Tumwater Campground, picnic area, near river. We lifted up a large piece of bark on a fallen over tree near the river that many uses as a seating area. There were many decomposers present including this interesting worm-like organism. It has an orange body for the most part with a bright red head. It measured about half an inch and moved slow. I actually think this might be a larva of an organism. The wood where it was found was moist and "spongy" although the surrounding temperature was in the high 70s.
Tumwater Campground, picnic area, next to river. These holes covered most of the area, but were quite difficult to notice. The "hill" is about 1-2 inches in diameter with the hole in the middle around 1/8 of an inch. I cannot identify what kind of ants these hills belong to although I am guessing the species of ant is medium in size. There were actually not many ants visible when was there.

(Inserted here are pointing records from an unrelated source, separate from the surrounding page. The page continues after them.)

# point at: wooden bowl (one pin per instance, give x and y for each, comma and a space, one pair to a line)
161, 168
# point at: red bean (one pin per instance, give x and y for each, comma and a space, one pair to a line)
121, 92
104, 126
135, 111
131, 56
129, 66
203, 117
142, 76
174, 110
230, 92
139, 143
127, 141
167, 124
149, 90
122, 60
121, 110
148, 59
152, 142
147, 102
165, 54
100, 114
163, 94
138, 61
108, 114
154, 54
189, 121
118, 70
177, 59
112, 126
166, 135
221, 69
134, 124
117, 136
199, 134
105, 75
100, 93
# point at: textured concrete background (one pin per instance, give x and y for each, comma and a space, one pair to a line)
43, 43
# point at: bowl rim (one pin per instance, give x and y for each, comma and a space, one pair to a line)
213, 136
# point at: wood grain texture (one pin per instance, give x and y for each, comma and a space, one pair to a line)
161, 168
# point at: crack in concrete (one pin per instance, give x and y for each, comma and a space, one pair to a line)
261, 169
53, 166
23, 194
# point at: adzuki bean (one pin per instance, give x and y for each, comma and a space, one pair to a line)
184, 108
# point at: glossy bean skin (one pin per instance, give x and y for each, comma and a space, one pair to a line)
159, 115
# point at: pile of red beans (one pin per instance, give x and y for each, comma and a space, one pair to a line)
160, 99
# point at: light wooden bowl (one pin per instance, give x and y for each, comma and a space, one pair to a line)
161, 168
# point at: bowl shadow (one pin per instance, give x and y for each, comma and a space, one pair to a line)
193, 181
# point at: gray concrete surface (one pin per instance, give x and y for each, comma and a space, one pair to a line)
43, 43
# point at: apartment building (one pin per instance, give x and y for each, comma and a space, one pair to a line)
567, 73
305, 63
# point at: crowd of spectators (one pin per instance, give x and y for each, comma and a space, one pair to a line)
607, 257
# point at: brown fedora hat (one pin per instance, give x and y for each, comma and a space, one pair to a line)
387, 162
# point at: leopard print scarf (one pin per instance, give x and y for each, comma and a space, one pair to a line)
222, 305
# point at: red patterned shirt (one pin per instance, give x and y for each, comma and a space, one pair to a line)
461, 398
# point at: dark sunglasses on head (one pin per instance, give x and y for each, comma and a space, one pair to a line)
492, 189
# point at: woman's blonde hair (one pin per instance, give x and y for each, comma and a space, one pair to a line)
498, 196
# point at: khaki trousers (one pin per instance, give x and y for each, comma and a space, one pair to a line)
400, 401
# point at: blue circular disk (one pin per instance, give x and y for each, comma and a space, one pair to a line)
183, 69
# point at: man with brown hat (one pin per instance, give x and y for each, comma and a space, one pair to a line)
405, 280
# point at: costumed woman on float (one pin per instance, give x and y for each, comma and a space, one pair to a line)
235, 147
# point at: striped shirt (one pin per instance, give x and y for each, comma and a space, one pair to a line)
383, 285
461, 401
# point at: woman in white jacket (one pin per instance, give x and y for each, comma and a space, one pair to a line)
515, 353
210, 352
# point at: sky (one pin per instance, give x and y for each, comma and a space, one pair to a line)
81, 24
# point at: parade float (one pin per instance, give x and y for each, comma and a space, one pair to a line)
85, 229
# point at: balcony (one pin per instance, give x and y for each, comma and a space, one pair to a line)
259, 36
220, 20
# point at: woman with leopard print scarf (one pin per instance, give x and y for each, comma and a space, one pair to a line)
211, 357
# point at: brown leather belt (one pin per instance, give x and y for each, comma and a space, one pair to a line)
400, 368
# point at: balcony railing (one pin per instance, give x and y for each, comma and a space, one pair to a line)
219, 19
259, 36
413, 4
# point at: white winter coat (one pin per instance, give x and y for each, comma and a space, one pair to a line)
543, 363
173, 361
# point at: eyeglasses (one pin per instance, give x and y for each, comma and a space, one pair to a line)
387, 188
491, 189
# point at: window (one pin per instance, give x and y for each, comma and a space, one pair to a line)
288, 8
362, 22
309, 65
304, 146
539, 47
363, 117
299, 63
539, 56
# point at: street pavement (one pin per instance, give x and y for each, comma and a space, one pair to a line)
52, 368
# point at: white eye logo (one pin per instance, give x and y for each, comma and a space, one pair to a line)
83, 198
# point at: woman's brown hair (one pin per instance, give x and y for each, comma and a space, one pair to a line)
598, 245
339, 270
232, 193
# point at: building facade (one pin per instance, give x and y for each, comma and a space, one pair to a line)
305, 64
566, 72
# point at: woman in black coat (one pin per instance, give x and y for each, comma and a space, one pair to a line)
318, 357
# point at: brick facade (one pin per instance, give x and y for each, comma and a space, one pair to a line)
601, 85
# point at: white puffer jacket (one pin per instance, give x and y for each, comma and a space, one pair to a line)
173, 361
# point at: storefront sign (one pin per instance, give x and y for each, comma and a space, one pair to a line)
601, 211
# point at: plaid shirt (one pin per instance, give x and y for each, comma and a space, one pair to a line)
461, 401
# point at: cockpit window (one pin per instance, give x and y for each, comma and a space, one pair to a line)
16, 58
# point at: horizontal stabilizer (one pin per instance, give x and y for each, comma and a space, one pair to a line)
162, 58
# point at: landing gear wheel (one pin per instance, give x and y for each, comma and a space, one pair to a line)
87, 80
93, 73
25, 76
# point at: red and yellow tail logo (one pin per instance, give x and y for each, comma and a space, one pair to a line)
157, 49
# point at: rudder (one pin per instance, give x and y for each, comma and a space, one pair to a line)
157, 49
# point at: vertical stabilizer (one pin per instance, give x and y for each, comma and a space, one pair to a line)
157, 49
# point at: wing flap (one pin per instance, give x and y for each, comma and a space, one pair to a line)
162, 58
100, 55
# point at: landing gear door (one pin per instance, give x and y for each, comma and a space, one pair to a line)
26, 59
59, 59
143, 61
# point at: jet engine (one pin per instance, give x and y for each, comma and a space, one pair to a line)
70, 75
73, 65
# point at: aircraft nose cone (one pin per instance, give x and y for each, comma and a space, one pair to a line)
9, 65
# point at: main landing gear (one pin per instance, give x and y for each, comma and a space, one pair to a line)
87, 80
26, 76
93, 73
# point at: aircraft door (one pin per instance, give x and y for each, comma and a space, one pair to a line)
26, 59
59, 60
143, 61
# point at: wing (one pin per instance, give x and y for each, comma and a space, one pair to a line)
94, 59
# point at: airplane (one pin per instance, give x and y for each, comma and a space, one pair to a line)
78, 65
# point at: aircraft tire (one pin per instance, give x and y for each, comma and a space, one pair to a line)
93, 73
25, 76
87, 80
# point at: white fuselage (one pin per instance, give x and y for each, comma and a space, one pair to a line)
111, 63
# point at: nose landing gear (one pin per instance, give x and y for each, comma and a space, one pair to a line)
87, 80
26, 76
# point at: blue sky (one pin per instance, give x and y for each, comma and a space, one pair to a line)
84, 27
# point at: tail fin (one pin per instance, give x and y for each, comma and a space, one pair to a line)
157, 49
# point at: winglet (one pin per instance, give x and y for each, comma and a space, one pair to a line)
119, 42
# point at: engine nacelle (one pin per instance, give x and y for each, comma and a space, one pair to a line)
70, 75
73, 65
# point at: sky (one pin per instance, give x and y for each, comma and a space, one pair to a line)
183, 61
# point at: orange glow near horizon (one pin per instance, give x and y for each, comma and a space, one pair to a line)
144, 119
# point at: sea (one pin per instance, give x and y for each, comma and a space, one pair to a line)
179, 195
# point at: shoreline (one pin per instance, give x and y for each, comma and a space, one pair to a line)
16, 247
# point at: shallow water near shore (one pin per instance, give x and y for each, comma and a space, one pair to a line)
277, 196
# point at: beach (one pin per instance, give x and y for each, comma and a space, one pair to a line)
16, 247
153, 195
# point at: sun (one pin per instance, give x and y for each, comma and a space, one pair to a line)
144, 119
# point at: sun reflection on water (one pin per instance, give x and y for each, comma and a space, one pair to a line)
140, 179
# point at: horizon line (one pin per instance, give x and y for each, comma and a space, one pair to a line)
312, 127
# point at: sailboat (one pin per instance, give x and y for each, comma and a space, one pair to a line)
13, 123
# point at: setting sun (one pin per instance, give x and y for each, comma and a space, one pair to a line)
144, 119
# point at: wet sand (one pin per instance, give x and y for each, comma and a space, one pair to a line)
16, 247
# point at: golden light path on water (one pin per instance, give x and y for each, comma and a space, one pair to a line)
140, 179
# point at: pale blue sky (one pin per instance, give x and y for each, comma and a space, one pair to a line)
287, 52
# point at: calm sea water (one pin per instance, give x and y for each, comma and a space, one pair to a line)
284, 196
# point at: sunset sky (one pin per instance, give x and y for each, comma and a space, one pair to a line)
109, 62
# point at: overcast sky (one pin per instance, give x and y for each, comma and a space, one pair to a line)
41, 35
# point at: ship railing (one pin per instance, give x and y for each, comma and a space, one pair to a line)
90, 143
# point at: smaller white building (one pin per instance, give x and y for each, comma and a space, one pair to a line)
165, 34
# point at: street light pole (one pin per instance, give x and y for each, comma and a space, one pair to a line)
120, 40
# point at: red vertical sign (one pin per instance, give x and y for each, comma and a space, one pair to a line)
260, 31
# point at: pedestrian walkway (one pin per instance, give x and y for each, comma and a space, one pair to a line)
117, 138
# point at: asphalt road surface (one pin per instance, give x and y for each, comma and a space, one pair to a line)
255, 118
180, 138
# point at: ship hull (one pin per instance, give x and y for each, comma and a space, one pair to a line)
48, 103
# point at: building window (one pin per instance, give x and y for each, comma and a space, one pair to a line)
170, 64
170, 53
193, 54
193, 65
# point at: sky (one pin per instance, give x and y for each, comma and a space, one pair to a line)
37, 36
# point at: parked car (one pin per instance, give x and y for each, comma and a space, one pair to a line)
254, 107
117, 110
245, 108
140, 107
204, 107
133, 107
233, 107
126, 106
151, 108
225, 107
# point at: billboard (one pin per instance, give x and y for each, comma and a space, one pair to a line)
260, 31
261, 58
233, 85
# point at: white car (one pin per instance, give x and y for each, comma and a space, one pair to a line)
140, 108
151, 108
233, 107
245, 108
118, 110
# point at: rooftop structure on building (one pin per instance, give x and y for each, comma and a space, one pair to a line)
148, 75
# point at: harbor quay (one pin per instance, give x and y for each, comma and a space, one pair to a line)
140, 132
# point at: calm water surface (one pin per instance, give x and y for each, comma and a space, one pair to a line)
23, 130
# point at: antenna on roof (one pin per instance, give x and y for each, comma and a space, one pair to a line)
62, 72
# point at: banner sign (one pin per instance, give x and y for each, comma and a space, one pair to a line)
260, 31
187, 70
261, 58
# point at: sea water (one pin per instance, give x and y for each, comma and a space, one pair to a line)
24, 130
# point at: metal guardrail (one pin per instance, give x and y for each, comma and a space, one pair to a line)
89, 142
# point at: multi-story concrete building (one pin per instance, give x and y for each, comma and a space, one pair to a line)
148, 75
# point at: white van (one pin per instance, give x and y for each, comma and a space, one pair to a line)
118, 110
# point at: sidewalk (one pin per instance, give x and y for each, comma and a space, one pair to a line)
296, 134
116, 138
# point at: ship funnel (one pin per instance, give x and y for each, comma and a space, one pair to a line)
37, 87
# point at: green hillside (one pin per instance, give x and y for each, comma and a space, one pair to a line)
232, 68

Hypogymnia imshaugii, a pollution tolerant lichen. The cups at ends are the sexual organs, they produce spores. The inflated lobes are hallow and white inside.
The flower is underneath the leaves. Leaves are waxy. Break a leaf in half and take a whiff; it smells strongly of ginger.
This lichen is variable in color on bottom ranging from black, brown, or white. It is pollution tolerant.
Only present in eastern Washington in abundance. The lime green color is caused by a compound called vulpinic acid; a toxin used to kill wolves.